Despliegue y aplicación

 

Hay múltiples referencias sobre los principios de la gestión POR procesos. También varios lenguajes o métodos de diagramación, adecuados para procesos sencillos o con un alcance limitado. Y, sin embargo, no he encontrado referencias claras para ayudar a las organizaciones a hacer efectiva esa gestión POR procesos, que aborden las dos principales dificultades. Estas son en mi opinión:

1.- Hacer planteamiento holístico de la arquitectura de procesos que radica en la necesidad de hacer el despliegue VERTICAL de los procesos, desde la Misión hasta la instrucción operativa y, simultáneamente, el despliegue HORIZONTAL, en el mismo nivel de detalle, conectando procesos de las diferentes áreas de gestión de la organización.
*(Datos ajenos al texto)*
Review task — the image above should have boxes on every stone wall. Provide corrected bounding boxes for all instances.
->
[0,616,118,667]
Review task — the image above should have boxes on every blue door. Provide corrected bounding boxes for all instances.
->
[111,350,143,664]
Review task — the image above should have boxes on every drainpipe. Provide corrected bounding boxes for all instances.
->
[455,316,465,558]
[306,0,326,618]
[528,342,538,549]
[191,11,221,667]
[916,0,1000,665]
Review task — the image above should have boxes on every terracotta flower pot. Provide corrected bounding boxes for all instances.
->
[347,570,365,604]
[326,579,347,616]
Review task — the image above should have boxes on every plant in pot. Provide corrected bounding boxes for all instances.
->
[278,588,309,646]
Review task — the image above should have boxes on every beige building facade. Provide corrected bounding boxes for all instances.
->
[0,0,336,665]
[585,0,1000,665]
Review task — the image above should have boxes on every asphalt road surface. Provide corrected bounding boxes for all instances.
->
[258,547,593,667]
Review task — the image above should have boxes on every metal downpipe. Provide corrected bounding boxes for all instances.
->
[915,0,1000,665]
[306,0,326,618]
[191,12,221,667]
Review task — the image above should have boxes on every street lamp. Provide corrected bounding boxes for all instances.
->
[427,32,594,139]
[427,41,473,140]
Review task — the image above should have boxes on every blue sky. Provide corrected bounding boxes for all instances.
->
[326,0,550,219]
2.- Poner en marcha la gestión POR procesos que radica en entender que la gestión POR procesos no es la gestión DE procesos.

Una organización que se gestiona a través de su organigrama, por departamentos, negocios y/o servicios, gestionará sus procesos, pero, probablemente, no se gestionará POR procesos.

Para hacer esto, es necesario romper las barreras jerárquicas de la organización y, por tanto, abordarlo como un proyecto de CAMBIO CULTURAL desde dentro de la organización. En este proyecto serán clave aspectos como el apoyo de la alta dirección, la selección y formación adecuada de los equipos de trabajo, la comunicación de objetivos y éxitos conseguidos y su aprovechamiento en la consecución de mejoras concretas e inmediatas para la organización

 

Finalmente, me gustaría comentar algunas de las aplicaciones que hemos podido dar a la arquitectura de procesos que hemos ayudado a desplegar en nuestros clientes:

  • La implantación de líneas estratégicas transversales.
  • El establecimiento e integración de subsistemas de gestión parciales (personas, compras, IT, mantenimiento, proyectos, eco-fin) y globales (calidad, medioambiente, RSC, riesgo, cumplimiento legal).
  • La implantación de sistemas de información para la automatización de procesos (ERP o, más recientemente, BPMS) o para la gestión documental.
  • La definición de una estructura de cuadros de mando jerarquizados.
  • La reorganización de departamentos y funciones.
  • El empoderamiento de mandos intermedios.
  • La evaluación del desempeño cruzada (jerárquica y por proceso).

 

En definitiva, la gestión POR procesos es la piedra angular sobre la que descansa la gestión ágil, la competitividad y, en última instancia, la supervivencia de cualquier organización compleja. Y es tanto más necesaria, cuanto mayor es la organización.